Zecken beim Hund

Zecken sind wenige Millimeter große Parasiten, die häufig vorkommen. Sie benötigen das Blut von Tieren oder Menschen, um sich weiterzuentwickeln.
Hund mit Zeckenzange
Eine Zecke beim Hund lässt sich am besten mit einer speziellen Zecken-Zange entfernen. Foto: vetproduction

Definition:

Was sind Zecken beim Hund?

Zecken sind wenige Millimeter große Parasiten, die häufig vorkommen. Sie benötigen das Blut von Tieren oder Menschen (= ihrem Wirt), um sich weiterzuentwickeln. Die Zecken leben teilweise auf einem Wirt und teilweise frei in der Natur.

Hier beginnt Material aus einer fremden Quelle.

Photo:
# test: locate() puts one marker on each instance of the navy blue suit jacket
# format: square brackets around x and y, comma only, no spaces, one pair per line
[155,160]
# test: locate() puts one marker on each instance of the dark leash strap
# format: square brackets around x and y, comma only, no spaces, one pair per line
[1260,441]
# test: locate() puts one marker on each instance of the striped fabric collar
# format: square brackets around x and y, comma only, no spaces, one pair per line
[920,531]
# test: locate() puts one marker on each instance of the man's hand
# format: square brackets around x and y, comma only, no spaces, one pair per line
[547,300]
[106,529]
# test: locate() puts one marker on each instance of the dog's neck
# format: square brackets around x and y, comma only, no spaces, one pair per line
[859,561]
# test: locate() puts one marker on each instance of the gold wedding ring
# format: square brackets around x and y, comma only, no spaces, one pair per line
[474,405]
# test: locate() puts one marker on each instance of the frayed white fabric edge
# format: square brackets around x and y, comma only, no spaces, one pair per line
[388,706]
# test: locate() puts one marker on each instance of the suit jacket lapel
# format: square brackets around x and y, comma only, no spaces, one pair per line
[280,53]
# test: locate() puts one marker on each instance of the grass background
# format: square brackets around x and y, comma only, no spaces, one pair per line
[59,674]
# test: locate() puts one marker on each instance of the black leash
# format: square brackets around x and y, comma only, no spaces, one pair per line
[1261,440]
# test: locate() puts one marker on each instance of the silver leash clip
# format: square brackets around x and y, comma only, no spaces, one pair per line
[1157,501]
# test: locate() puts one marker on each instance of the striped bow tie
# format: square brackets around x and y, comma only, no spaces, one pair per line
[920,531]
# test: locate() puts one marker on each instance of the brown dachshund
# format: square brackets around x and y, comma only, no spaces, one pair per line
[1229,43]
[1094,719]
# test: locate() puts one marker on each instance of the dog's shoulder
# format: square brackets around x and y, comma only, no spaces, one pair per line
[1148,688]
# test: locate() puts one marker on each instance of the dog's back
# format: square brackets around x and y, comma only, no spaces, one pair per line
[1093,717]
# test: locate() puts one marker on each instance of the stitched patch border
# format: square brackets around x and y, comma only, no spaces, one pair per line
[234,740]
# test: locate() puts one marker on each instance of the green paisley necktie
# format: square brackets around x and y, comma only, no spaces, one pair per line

Ihren Wirt nehmen sie zum Beispiel anhand seiner Körperwärme oder seines Geruchs wahr. Für den Hund bedeutsame Zecken-Arten sind unter anderem der Gemeine Holzbock, die Braune Hundezecke und die Buntzecke.

Ein Zecken-Befall kann bei Hunden zu Hautproblemen führen. Da Zecken zudem häufig Träger verschiedener Krankheiten (z.B. Borreliose beim Hund, FSME) sind, die sie bei einem Biss möglicherweise an den Hund oder auch an den Menschen weitergeben, sind die Parasiten am besten innerhalb der ersten 24 Stunden nach dem Zecken-Biss zu entfernen.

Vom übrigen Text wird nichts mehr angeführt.